Monday, November 9, 2009

OpenOCR Freeware Utility from Cognitive Technologies

In our modern world, simple retyping documents into a computer is absolutely inefficient process, as it takes your valuable time, you can spend for more important tasks. Besides, when the paper document includes images and other elements of decoration, you will not be able to copy them easily into the computer file without scanning. OpenOCR (CuneiForm) is offering you an advanced and automatic way to convert a paper copy of the original document, including images, tables, columns, paragraphs, indentions, font styles and sizes, into identical soft copy.

OpenOCR has been developed by Cognitive Technologies, famous Russian software development company, offering a serious competition to the Abbyy Fine Reader – commercial product. It combines broad experience acquired by Russian scientists with the most advanced achievements in the field of optical recognition as cognitive analysis algorithm, adaptive recognition of characters, meridian segmentation of tables, neuron nets, etc. The software was released to the users as freeware in December, 2007. In September 2008, part of Cuneiform was released as open source software.
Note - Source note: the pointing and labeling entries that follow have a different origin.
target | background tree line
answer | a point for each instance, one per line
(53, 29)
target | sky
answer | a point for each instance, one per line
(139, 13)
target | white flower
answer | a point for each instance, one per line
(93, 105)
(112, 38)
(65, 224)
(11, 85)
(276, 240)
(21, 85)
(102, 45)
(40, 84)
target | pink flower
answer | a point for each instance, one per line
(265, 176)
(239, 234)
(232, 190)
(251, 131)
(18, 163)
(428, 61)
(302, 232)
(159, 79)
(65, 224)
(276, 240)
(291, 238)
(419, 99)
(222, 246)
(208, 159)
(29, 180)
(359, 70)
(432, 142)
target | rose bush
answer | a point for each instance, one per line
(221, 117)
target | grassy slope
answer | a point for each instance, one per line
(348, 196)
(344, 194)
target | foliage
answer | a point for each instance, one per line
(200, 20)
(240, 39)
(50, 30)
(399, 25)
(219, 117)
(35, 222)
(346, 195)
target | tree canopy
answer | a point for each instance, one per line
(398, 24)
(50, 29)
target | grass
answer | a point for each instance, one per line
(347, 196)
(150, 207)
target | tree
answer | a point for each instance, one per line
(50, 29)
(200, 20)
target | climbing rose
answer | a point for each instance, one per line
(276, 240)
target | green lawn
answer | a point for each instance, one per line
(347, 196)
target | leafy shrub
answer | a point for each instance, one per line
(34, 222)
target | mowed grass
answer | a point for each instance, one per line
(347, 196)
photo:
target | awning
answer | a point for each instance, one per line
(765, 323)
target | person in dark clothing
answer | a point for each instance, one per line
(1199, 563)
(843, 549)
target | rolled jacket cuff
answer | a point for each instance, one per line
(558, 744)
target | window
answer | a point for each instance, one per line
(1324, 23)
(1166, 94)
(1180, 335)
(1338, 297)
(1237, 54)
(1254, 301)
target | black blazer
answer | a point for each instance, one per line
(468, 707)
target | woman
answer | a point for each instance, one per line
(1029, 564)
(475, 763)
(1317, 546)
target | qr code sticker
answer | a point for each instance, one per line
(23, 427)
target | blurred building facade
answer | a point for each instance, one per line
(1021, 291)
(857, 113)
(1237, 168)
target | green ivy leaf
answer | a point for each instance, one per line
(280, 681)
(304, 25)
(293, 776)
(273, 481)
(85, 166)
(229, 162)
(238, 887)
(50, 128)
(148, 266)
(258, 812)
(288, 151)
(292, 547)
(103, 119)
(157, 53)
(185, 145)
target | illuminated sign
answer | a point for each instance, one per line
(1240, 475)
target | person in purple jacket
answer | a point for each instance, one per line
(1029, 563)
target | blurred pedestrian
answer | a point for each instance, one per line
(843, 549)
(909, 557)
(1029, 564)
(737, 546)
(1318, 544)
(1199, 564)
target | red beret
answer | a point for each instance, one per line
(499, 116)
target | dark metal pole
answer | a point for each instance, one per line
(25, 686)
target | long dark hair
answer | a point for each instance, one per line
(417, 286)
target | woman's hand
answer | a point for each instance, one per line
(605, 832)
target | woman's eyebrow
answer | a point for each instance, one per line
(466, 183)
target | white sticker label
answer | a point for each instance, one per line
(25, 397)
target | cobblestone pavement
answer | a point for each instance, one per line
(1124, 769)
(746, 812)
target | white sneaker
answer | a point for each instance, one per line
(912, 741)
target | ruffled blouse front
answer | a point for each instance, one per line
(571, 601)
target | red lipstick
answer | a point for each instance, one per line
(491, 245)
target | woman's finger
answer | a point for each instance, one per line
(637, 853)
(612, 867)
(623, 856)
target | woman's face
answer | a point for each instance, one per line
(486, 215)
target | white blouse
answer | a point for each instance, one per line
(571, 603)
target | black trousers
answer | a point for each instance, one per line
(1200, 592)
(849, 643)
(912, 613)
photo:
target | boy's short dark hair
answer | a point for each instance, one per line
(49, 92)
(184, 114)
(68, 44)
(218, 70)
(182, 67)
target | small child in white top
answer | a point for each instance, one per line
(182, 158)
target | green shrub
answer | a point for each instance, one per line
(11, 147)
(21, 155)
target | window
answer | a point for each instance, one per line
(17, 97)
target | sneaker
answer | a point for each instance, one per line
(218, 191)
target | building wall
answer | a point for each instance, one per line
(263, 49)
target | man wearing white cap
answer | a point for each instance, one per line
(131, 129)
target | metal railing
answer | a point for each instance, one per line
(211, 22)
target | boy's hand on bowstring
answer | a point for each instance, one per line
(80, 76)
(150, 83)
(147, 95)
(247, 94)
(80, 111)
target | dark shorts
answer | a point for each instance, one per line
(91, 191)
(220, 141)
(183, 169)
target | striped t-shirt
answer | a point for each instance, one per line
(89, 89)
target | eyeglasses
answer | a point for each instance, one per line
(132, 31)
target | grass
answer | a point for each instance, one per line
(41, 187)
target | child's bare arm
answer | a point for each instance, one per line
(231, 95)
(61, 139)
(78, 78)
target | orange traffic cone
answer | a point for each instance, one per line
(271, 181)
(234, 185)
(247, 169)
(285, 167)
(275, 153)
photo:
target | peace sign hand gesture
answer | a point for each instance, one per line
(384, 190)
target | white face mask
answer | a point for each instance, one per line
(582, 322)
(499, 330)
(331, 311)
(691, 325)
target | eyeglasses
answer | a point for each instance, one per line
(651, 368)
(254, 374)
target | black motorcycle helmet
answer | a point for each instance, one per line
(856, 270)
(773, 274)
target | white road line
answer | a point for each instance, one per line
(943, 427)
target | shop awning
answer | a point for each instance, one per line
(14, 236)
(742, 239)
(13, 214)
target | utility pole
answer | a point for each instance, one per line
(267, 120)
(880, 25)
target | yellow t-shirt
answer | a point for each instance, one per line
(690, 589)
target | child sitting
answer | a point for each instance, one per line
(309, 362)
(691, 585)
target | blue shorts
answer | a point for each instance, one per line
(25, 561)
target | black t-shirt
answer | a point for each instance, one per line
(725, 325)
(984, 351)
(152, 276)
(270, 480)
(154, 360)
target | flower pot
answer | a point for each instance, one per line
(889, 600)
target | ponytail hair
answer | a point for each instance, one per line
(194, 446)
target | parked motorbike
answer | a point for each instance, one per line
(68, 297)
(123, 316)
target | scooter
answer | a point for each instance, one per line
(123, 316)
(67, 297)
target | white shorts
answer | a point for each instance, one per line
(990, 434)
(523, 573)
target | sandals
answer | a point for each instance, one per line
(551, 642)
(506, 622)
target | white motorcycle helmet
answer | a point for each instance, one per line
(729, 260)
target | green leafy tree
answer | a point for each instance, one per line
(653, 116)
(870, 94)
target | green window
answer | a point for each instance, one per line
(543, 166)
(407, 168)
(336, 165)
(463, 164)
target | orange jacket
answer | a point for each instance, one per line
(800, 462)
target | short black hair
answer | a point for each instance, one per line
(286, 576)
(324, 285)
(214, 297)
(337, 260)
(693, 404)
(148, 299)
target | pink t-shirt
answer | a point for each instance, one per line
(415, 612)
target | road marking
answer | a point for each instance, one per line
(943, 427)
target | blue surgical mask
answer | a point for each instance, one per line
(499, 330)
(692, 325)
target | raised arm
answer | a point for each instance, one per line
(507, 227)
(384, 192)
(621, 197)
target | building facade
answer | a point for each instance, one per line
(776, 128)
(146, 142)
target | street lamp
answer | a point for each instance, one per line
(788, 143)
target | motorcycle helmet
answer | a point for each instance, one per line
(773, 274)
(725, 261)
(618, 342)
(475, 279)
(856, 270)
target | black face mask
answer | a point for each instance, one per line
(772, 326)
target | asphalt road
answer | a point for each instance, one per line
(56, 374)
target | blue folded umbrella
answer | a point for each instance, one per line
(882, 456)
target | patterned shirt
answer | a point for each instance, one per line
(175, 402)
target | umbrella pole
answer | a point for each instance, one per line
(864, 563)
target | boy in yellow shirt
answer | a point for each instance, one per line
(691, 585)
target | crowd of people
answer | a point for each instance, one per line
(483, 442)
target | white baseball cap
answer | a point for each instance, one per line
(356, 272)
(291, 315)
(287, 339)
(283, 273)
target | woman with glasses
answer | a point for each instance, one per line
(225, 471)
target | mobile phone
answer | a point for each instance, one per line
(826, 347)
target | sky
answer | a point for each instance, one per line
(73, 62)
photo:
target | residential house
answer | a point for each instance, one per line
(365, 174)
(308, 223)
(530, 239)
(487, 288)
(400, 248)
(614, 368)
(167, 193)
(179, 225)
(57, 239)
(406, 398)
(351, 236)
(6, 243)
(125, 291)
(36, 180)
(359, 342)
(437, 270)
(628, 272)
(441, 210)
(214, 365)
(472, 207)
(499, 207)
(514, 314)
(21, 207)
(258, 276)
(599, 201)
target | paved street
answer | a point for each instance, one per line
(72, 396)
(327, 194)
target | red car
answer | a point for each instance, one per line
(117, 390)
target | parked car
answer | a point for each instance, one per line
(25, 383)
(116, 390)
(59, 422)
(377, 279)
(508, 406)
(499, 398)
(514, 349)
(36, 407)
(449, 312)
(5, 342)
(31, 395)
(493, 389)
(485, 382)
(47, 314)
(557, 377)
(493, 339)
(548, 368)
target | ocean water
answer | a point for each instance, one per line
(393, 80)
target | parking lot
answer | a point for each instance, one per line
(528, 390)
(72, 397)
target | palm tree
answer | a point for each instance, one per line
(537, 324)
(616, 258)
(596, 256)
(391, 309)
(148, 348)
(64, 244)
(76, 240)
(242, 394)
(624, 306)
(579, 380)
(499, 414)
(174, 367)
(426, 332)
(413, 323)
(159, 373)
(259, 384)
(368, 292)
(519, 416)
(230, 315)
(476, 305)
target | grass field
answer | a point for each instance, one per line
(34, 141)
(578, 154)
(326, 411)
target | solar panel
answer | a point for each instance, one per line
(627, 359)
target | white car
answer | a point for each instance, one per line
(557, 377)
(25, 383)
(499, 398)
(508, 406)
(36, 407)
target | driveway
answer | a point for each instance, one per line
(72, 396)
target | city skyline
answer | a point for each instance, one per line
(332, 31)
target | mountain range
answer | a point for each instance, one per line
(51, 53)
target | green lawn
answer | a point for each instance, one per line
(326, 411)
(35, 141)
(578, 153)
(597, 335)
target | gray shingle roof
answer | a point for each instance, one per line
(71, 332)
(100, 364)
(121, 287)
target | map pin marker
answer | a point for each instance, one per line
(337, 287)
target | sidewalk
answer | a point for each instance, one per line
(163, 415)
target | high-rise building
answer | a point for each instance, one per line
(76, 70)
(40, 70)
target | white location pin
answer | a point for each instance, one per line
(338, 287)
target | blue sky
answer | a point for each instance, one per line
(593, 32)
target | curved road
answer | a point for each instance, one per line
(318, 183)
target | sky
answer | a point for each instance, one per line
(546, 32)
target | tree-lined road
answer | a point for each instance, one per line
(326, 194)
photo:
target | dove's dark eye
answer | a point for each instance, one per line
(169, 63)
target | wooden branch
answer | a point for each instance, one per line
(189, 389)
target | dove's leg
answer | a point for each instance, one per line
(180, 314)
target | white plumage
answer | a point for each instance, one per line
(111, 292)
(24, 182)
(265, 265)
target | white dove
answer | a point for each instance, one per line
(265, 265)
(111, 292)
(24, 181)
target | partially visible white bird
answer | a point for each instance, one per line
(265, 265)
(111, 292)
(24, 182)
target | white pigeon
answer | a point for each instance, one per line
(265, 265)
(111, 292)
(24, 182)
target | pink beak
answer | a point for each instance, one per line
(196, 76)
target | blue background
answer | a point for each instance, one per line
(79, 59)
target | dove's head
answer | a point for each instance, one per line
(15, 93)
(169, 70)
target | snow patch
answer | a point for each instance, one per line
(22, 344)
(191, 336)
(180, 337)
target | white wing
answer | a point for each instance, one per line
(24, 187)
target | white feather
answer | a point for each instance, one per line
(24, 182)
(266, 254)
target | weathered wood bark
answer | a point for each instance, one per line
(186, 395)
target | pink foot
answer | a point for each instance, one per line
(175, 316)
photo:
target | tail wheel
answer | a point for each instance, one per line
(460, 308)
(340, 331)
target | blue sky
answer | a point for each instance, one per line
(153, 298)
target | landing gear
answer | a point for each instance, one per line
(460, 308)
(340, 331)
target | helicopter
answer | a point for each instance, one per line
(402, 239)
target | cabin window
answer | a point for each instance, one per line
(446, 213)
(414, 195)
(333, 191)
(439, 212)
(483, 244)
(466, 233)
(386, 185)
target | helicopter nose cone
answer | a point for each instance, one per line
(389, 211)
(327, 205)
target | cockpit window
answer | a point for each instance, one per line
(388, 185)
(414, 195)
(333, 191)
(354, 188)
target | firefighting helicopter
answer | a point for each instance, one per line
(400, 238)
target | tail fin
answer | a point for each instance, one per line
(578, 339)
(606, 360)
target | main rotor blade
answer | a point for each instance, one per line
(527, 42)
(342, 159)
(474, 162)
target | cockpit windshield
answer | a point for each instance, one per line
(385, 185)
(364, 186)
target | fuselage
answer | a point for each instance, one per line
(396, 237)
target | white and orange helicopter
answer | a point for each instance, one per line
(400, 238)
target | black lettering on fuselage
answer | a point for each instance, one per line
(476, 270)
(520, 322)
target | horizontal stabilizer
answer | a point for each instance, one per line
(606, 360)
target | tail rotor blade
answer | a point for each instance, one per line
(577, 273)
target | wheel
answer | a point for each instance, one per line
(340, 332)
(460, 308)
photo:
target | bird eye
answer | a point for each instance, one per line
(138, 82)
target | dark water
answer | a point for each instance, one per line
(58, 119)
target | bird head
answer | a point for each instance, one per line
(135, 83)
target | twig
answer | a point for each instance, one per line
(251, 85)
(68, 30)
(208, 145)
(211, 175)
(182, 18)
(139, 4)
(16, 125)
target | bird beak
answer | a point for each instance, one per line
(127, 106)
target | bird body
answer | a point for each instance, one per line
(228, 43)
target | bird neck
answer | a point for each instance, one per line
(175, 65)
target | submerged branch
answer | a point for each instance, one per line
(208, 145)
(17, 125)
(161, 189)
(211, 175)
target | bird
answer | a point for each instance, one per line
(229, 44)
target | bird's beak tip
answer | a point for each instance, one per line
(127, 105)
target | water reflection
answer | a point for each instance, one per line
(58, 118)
CuneiForm is the OmniFont system. Algorithms used in CuneiForm come from the rules of writing of letters, from their topology, and do not require definition of patterns or teaching. CuneiForm recognizes any printing fonts (scanned books, newspapers, magazines, output from laser and dot-matrix printers, text from typewriters, etc.). It does not recognize handwritten or pseudo-handwritten text nor does it recognize decorative fonts (e.g. Gothic). There are special settings in CuneiForm for recognition of text from dot-matrix printer and 200x100 DPI resolution faxes. CuneiForm can save text formatting and recognizes complicated tables of any structure.

Other Features

1. Support of 20 languages: English, German, French, Spanish, Italian, Portuguese, Dutch, Russian, Mixed Russian-English, Ukrainian, Danish, Swedish, Finnish, Serbian, Croatian, Polish and others. Every language is supplied with a dictionary which lets do a context check of recognized characters and improve the recognition results.

2. Using built-in text editor, you can easily work with images, tables, columns, various fonts, headers and footers, if manual interaction is needed. Built-in wizards guide you through all stages of scanning and recognition and help to reach the final recognition goal quickly and with high quality and accuracy.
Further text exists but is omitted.